Trends in mortality after diagnosis of hepatitis B or C infection: 1992-2006.

机构信息

National Centre in HIV Epidemiology and Clinical Research, The University of New South Wales, Sydney, Australia.

出版信息

J Hepatol. 2011 May;54(5):879-86. doi: 10.1016/j.jhep.2010.08.035. Epub 2010 Oct 23.

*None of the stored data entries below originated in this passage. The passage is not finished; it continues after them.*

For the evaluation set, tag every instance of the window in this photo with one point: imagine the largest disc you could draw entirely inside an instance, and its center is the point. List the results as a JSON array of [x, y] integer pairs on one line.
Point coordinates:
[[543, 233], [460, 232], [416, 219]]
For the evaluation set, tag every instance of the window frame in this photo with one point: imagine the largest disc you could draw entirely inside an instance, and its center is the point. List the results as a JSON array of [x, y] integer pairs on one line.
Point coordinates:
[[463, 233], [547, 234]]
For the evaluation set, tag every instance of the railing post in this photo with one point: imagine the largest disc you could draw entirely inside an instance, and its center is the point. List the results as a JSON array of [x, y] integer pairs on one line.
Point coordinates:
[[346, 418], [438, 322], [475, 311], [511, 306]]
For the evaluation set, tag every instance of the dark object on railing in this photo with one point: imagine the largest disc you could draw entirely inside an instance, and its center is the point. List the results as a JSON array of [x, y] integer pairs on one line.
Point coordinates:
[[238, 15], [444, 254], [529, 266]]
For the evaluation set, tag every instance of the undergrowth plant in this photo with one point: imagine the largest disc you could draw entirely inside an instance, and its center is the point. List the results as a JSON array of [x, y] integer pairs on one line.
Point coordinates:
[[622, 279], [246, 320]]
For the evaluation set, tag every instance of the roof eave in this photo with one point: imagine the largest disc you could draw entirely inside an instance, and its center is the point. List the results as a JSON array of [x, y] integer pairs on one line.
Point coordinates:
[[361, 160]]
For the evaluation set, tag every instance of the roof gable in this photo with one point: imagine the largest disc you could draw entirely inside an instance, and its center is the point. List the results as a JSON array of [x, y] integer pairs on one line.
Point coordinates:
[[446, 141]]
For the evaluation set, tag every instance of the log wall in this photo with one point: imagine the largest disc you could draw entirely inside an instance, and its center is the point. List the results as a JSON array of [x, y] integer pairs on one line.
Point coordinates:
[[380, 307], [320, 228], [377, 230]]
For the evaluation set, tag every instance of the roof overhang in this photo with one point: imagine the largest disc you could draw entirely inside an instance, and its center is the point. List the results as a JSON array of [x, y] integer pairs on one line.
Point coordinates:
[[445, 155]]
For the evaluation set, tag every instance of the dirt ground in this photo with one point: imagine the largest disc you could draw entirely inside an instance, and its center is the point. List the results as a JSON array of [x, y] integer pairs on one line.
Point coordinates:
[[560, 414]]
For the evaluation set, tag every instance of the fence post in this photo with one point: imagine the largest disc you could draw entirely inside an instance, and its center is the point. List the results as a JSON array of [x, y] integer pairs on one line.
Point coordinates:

DOI:10.1016/j.jhep.2010.08.035
PMID:21145812
Abstract

BACKGROUND & AIMS: Chronic hepatitis B (HBV) or C (HCV) virus infection has been associated with increased risk of death, particularly from liver- and drug-related causes. We examined specific causes of death among a population-based cohort of people infected with HBV or HCV to identify areas of excess risk and examine trends in mortality.

METHODS

HBV and HCV cases notified to the New South Wales (NSW) Health Department between 1992 and 2006 were linked to cause of death data and HIV/AIDS notifications. Mortality rates and standardised mortality ratios (SMRs) were calculated using person time methodology, with NSW population rates used as a comparison.

RESULTS

The study cohort comprised 42,480 individuals with HBV mono-infection and 82,034 with HCV mono-infection. HIV co-infection increased the overall mortality rate three to 10-fold compared to mono-infected groups. Liver-related deaths were associated with high excess risk of mortality in both HBV and HCV groups (SMR 10.0, 95% CI 9.0-11.1; 15.8, 95% CI 14.8-16.8). Drug-related deaths among the HCV group also represented an elevated excess risk (SMR 15.4, 95% CI 14.5-16.3). Rates of hepatocellular carcinoma (HCC)-related death remained steady in both groups. A decrease in non-HCC liver-related deaths was seen in the HBV group between 1997 and 2006, but not in the HCV group. After a sharp decrease between 1999 and 2002, drug-related mortality rates in the HCV group have been stable.

CONCLUSIONS

Improvements in HBV treatment and uptake have most likely reduced non-HCC liver-related mortality. Encouragingly, HCV drug-related mortality remained low compared to pre-2002 levels, likely due to changes in opiate supply, and maintenance or improvement in harm reduction strategies.

摘要

背景与目的

慢性乙型肝炎(HBV)或丙型肝炎(HCV)病毒感染与死亡风险增加相关,尤其是与肝脏和药物相关的原因。我们检查了乙型肝炎或丙型肝炎感染者的基于人群队列的特定死因,以确定高风险区域并检查死亡率趋势。

方法

1992 年至 2006 年间,新南威尔士州(NSW)卫生部报告的 HBV 和 HCV 病例与死因数据和 HIV/AIDS 通知相关联。使用人员时间方法计算死亡率和标准化死亡率比(SMR),并使用新南威尔士州人口率作为比较。

结果

研究队列包括 42480 名 HBV 单一感染和 82034 名 HCV 单一感染的个体。与单一感染组相比,HIV 合并感染使总体死亡率增加了 3 到 10 倍。在 HBV 和 HCV 组中,肝脏相关死亡与高死亡率的超额风险相关(SMR 分别为 10.0,95%CI 9.0-11.1 和 15.8,95%CI 14.8-16.8)。HCV 组中与药物相关的死亡也代表了一个升高的超额风险(SMR 为 15.4,95%CI 为 14.5-16.3)。两组的肝细胞癌(HCC)相关死亡的比率保持稳定。HBV 组的非 HCC 肝脏相关死亡从 1997 年到 2006 年减少,但 HCV 组没有。在 1999 年至 2002 年之间急剧下降后,HCV 组的药物相关死亡率保持稳定。

结论

HBV 治疗和采用的改善很可能降低了非 HCC 肝脏相关的死亡率。令人鼓舞的是,与 2002 年之前的水平相比,HCV 药物相关死亡率仍然较低,这可能是由于阿片类药物供应的变化,以及减少伤害策略的维持或改善。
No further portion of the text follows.